Attorney Payment Methods

When hiring a DUI Attorney, one of the first things which will be covered is payments.  Listed below are the five main cost-assessment methods and a short definition.

Contingent Fees:

Only when the desired outcome of a trial takes places does the lawyer receive payment from their client. Contingent fees are not always acceptable in criminal cases.

Warning: If you can convince a lawyer to represent you in a DUI on a contingency fee basis, the lawyer may be unethical, incompetent or both. Make sure you check with the Bar in your state to make sure that this type of arrangement is acceptable.
As seen here

The reason contingent fees are not usually acceptable in criminal cases is because that attorney’s only hope of getting paid for that case, is if they go to trial. In many cases, it’s not in the best interest of the defendant to go to trial when an out-of-court settlement can be made. The court system doesn’t want the lawyer to unnecessary convince their client to go to court.

Time-Based Billing:

Most commonly done by the hour, time-based billing can become extremely expensive. When discussing costs, ask your prospective attorney for the hourly rate and minimum billing increments. Suppose your attorney charges $300 per hour with billing increments of 5 minutes, each call, each e-mail, and any other task related to your case that takes fewer than 5 minutes will cost $36 a piece. It’s a great way for the lawyer to make more money for less work.

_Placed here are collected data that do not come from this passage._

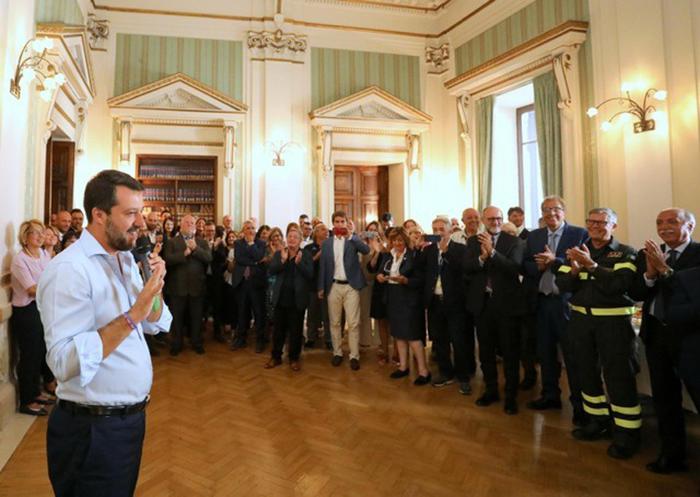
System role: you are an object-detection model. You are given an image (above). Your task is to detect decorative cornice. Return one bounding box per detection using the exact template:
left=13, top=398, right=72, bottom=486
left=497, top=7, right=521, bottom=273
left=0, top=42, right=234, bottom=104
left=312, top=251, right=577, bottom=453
left=445, top=21, right=588, bottom=89
left=248, top=29, right=309, bottom=54
left=425, top=43, right=450, bottom=74
left=86, top=12, right=109, bottom=50
left=91, top=0, right=496, bottom=38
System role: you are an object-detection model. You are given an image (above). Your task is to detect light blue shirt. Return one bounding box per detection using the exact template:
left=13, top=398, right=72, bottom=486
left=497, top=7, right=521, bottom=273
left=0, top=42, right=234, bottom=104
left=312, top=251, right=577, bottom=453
left=36, top=229, right=172, bottom=405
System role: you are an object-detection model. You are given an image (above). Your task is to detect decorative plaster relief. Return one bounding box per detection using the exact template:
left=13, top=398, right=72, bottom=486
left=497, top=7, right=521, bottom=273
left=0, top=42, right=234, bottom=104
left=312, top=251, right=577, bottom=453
left=338, top=102, right=406, bottom=120
left=425, top=43, right=450, bottom=74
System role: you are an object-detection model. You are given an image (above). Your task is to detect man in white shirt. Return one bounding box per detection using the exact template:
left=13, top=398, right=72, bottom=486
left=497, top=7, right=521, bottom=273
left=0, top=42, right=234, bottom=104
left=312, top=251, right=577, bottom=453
left=318, top=211, right=369, bottom=371
left=37, top=170, right=172, bottom=497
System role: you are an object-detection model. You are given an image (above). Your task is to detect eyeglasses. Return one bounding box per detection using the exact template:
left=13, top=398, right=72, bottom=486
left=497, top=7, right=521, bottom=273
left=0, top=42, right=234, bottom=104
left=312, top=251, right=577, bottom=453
left=586, top=219, right=610, bottom=228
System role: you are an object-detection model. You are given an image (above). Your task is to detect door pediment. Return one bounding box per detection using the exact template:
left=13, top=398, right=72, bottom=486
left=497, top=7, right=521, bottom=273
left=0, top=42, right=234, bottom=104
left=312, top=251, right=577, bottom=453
left=309, top=86, right=432, bottom=133
left=107, top=73, right=248, bottom=121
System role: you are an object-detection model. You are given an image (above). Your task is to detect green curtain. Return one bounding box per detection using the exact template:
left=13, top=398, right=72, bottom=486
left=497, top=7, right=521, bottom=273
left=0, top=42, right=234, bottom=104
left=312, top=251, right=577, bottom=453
left=476, top=95, right=493, bottom=209
left=532, top=71, right=564, bottom=196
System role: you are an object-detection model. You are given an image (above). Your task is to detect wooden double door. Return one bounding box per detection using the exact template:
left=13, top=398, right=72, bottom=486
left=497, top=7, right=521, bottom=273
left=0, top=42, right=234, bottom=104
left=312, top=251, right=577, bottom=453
left=334, top=166, right=389, bottom=232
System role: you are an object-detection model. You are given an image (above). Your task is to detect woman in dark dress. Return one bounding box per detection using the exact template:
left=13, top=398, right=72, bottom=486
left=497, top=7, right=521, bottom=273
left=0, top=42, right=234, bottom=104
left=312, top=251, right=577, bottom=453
left=372, top=228, right=431, bottom=385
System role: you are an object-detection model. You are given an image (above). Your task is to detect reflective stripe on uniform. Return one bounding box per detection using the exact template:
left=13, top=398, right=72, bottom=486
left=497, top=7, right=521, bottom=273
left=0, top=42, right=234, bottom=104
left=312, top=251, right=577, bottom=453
left=583, top=402, right=610, bottom=416
left=616, top=416, right=642, bottom=430
left=581, top=392, right=608, bottom=404
left=610, top=404, right=642, bottom=416
left=571, top=305, right=635, bottom=316
left=613, top=262, right=637, bottom=273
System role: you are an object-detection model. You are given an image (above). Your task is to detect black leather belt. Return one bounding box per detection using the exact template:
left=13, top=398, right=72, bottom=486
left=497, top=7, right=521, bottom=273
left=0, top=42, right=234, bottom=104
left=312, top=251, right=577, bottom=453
left=57, top=397, right=149, bottom=417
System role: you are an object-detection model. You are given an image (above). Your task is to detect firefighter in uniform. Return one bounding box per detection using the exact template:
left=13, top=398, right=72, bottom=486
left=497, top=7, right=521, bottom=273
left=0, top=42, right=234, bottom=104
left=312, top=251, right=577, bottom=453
left=556, top=208, right=642, bottom=459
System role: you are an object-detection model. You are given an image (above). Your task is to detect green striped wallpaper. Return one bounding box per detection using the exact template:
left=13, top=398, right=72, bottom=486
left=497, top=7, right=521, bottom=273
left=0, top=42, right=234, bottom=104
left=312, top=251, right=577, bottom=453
left=114, top=33, right=243, bottom=100
left=311, top=48, right=421, bottom=109
left=34, top=0, right=85, bottom=25
left=455, top=0, right=588, bottom=74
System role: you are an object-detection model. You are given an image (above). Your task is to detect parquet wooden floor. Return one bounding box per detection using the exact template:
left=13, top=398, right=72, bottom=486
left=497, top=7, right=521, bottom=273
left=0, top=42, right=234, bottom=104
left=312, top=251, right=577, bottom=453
left=0, top=336, right=700, bottom=497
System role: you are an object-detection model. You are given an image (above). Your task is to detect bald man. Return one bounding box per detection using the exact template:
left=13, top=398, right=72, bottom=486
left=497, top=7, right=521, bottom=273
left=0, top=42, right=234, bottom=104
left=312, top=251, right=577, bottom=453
left=163, top=214, right=212, bottom=356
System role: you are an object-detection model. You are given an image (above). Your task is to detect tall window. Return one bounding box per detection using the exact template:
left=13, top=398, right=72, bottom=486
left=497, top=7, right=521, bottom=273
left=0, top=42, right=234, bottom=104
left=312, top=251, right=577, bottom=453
left=491, top=84, right=543, bottom=228
left=515, top=104, right=544, bottom=227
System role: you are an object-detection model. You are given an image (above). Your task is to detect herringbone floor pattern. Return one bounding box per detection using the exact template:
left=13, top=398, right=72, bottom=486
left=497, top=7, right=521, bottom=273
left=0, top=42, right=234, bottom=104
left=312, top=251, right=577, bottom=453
left=0, top=336, right=700, bottom=497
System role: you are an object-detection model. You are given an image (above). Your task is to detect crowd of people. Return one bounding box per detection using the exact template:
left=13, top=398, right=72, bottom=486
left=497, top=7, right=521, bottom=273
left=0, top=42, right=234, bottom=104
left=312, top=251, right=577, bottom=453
left=12, top=196, right=700, bottom=473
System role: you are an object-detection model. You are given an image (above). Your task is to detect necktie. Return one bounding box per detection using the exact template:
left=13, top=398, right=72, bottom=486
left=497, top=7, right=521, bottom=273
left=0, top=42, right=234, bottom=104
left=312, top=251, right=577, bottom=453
left=650, top=249, right=678, bottom=322
left=539, top=231, right=559, bottom=295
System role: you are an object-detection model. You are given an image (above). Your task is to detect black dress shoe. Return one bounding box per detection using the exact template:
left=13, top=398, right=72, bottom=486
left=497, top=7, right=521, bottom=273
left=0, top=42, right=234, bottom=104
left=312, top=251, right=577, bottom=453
left=571, top=409, right=588, bottom=428
left=518, top=377, right=537, bottom=391
left=527, top=397, right=561, bottom=411
left=19, top=405, right=49, bottom=416
left=608, top=443, right=639, bottom=459
left=389, top=369, right=408, bottom=380
left=476, top=392, right=501, bottom=407
left=503, top=399, right=518, bottom=416
left=647, top=455, right=688, bottom=475
left=571, top=421, right=610, bottom=442
left=413, top=372, right=433, bottom=387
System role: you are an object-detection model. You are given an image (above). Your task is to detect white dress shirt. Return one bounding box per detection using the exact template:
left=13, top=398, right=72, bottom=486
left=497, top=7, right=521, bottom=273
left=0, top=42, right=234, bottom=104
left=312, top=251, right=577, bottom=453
left=37, top=230, right=172, bottom=405
left=333, top=235, right=348, bottom=281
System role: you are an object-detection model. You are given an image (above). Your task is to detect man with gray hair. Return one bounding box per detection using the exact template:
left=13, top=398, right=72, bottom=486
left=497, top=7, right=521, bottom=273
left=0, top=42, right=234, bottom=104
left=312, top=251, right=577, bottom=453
left=556, top=207, right=642, bottom=459
left=633, top=207, right=700, bottom=474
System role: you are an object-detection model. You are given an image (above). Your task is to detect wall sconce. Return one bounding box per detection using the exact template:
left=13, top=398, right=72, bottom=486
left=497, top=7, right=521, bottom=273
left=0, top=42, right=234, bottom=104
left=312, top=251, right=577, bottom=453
left=586, top=83, right=668, bottom=133
left=10, top=38, right=66, bottom=102
left=265, top=142, right=301, bottom=167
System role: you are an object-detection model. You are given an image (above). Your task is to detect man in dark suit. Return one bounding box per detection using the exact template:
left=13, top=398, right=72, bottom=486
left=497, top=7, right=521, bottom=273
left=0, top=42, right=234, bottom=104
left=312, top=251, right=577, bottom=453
left=163, top=214, right=211, bottom=355
left=523, top=196, right=588, bottom=425
left=318, top=211, right=369, bottom=371
left=231, top=221, right=267, bottom=353
left=421, top=217, right=474, bottom=395
left=508, top=206, right=530, bottom=240
left=631, top=208, right=700, bottom=473
left=464, top=203, right=525, bottom=414
left=508, top=206, right=537, bottom=390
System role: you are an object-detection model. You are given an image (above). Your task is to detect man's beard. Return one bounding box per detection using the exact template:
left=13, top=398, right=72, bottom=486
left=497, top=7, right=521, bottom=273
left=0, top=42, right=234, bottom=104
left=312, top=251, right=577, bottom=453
left=105, top=216, right=138, bottom=250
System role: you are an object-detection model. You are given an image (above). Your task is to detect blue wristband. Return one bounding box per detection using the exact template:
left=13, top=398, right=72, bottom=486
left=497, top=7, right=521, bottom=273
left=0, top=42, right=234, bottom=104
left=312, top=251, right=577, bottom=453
left=123, top=312, right=139, bottom=330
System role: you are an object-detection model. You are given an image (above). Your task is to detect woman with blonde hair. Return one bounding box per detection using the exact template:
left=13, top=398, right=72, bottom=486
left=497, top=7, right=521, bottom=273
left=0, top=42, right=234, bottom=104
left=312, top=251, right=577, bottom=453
left=10, top=219, right=55, bottom=416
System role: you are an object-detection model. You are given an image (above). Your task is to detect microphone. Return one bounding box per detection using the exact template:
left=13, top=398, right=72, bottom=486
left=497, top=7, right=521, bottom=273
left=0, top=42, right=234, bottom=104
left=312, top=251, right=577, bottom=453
left=131, top=236, right=151, bottom=282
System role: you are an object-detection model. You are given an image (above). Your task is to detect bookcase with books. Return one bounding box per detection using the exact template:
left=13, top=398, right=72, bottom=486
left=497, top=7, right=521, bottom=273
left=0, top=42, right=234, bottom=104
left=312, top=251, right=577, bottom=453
left=136, top=155, right=218, bottom=223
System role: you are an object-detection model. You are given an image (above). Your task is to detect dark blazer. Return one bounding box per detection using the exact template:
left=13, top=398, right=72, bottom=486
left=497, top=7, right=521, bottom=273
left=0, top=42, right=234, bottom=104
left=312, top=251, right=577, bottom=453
left=231, top=240, right=267, bottom=288
left=523, top=223, right=588, bottom=299
left=367, top=249, right=424, bottom=309
left=423, top=242, right=467, bottom=310
left=317, top=234, right=369, bottom=296
left=464, top=232, right=527, bottom=316
left=629, top=241, right=700, bottom=339
left=163, top=236, right=212, bottom=297
left=268, top=249, right=314, bottom=311
left=667, top=267, right=700, bottom=332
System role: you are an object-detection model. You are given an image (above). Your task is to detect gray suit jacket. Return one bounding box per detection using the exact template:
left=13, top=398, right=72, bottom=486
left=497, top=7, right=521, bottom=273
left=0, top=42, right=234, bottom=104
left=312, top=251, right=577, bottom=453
left=318, top=235, right=369, bottom=295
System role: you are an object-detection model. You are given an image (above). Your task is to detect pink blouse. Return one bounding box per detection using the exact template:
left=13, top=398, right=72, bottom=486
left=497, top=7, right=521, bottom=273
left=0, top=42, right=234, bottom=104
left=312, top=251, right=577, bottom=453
left=10, top=249, right=51, bottom=307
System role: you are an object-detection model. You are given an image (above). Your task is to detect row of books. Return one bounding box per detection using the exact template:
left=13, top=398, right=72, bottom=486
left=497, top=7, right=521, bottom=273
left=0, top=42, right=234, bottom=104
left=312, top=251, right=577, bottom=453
left=139, top=165, right=214, bottom=179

Often, you will have to deposite a large sum of money into a trust fund that the Attorney, in turn, bills against. Once the trial is over and all is said and done, the client will receive the remainder of the trust fund. This method is very tedious as the attorney would have to document every minute of their working day.

Tiered Flat Fees:

The attorney will separate all stages of the case and assign a set amount of money for each. If the trial ends early, then you are not responsible for paying any of the stages not yet reached. An example of a simple tiered flat fee would be a $4500 charge to cover any work done pre-trial and an additional $4500 to cover the trial. Many cases are resolved out-of-court meaning, if your case fell into this category, you would only pay for the 1st tier.

Flat Fees:

There are advantages and disadvantages to paying flat-fees for an Attorney to take your case. An advantage would be, regardless of how many calls, emails, or visits to your Attorney, they will not bill you for additional services. What you agreed upon is what you will pay. One of the only disadvantages would be if the case doesn’t go to court. You would be paying the same amount of money as someone who was going to court.

Pro-Bono:

Pro-Bono is a Latin word meaning, “for the public good.” To put it simply, the attorney would take your case for free. As awesome as this may sound, unless you:

  • …are extremely famous
  • …are related or a close personal friend to a DUI Attorney
  • …have a case which would be a good referral for the Attorney
  • …have a potential civil-suit against a cop beating you unnecessarily during the arrest
  • …have a case which could result in the change of a law or multiple laws

If you fall in the category of not being able to afford a lawyer, the court may appoint one for free or at a highly discounted price. However, if you have a vehicle, you probably don’t fall under this category.